Proposition de communication

Vincent THIBAUD Faculté de Droit et de Science politique, Université Lumière Lyon 2

Législation antiterroriste, lutte contre la criminalité organisée :
le Conseil constitutionnel face aux politiques pénales contemporaines

Le point de départ de notre propos s'appuie sur les actes d'une conférence (1) de l'ancien président du Conseil constitutionnel Pierre Mazeaud et publiés sur le site Internet de F institution (2). Ce discours prononcé en 2006 garde toute son actualité. Le lecteur attentif relèvera principalement deux choses. L'intervention commence par l'idée suivante concernant la vision française de la lutte antiterroriste : « dès F origine, le législateur a choisi de doter la puissance publique de pouvoirs dérogatoires du droit commun, par un dispositif spécifique, mais permanent, qui maintient le juge au coeur de la lutte antiterroriste, qui respecte les principes essentiels du droit pénal et qui s'inscrit dans un cadre protecteur des libertés publiques ». Mais le bilan d'évolution se termine par le constat que « plusieurs des règles procédurales applicables au terrorisme et à la répression du trafic de stupéfiants, ont vu leur champ d'application étendu aux infractions liées à la criminalité organisée par la loi du 9 mars 2004. // De ce point de vue, on peut dire que les dispositions applicables en matière de terrorisme ont servi de matrice à un régime élargi au champ de la criminalité organisée. Elles ont donc perdu une part de leur spécificité (3) ».
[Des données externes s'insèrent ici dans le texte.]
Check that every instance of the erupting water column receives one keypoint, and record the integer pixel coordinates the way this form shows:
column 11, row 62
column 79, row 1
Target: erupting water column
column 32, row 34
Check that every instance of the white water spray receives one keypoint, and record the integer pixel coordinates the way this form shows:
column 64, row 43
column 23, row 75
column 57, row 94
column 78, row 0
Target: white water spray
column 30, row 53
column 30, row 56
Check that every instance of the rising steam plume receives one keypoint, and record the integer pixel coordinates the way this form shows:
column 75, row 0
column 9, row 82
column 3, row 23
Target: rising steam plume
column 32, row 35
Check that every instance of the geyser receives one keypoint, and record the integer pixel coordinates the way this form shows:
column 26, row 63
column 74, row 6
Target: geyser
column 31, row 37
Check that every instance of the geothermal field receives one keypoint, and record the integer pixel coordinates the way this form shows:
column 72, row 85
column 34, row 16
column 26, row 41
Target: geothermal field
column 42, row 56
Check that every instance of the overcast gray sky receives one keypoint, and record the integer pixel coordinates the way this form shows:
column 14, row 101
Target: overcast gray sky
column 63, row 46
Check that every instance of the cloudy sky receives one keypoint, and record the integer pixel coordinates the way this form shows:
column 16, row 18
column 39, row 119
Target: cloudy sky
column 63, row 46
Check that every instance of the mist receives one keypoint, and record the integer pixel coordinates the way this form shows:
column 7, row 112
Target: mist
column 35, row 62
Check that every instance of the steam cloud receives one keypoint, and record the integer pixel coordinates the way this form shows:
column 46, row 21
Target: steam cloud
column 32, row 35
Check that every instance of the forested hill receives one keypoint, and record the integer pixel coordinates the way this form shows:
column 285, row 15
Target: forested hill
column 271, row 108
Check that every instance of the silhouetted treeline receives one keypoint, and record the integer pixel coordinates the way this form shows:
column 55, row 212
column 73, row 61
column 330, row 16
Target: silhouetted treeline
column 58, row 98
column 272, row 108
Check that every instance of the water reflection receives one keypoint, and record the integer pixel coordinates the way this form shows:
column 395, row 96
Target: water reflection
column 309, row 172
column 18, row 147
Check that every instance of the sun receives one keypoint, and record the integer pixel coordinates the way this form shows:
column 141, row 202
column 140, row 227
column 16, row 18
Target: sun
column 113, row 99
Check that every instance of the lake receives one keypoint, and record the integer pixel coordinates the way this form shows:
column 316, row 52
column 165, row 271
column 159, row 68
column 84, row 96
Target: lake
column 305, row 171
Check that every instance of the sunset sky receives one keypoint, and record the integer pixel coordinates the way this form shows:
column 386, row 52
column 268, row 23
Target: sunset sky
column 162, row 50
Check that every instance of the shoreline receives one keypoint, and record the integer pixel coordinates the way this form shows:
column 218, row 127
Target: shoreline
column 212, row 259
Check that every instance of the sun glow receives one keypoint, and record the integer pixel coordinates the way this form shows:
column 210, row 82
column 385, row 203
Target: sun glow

L'aveu est intéressant. Il pointe l'idée que des politiques criminelles globales ont été le prétexte à l'extension de dispositifs juridiques conçus de façon strictement dérogatoire, à tel point que la notion de « criminalité organisée » englobe aujourd'hui celle de terrorisme au moins en matière de procédure (article 706-73 du Code de procédure pénale). Certains auteurs n'hésitent pas à mettre en exergue, dans la logique politique actuelle, « une instrumentalisation de la procédure pénale » ( 4), « pour, d'une part élargir le champ d'intervention du système pénal en général et, d'autre part, introduire des procédures dérogatoires au droit commun et à certains principes fondamentaux » (5). Il y a dans notre droit désormais un véritable droit commun de la criminalité organisée, dont l'ampleur des infractions rassemblées sous ledit régime ne peut plus en faire une simple dérogation à un droit plus vaste de la procédure pénale. Il traduit l'émergence d'un nouveau système de procédures, véritablement parallèle aux outils relevant de notre tradition pénale. Ce mouvement ne va pas sans certaines craintes des observateurs.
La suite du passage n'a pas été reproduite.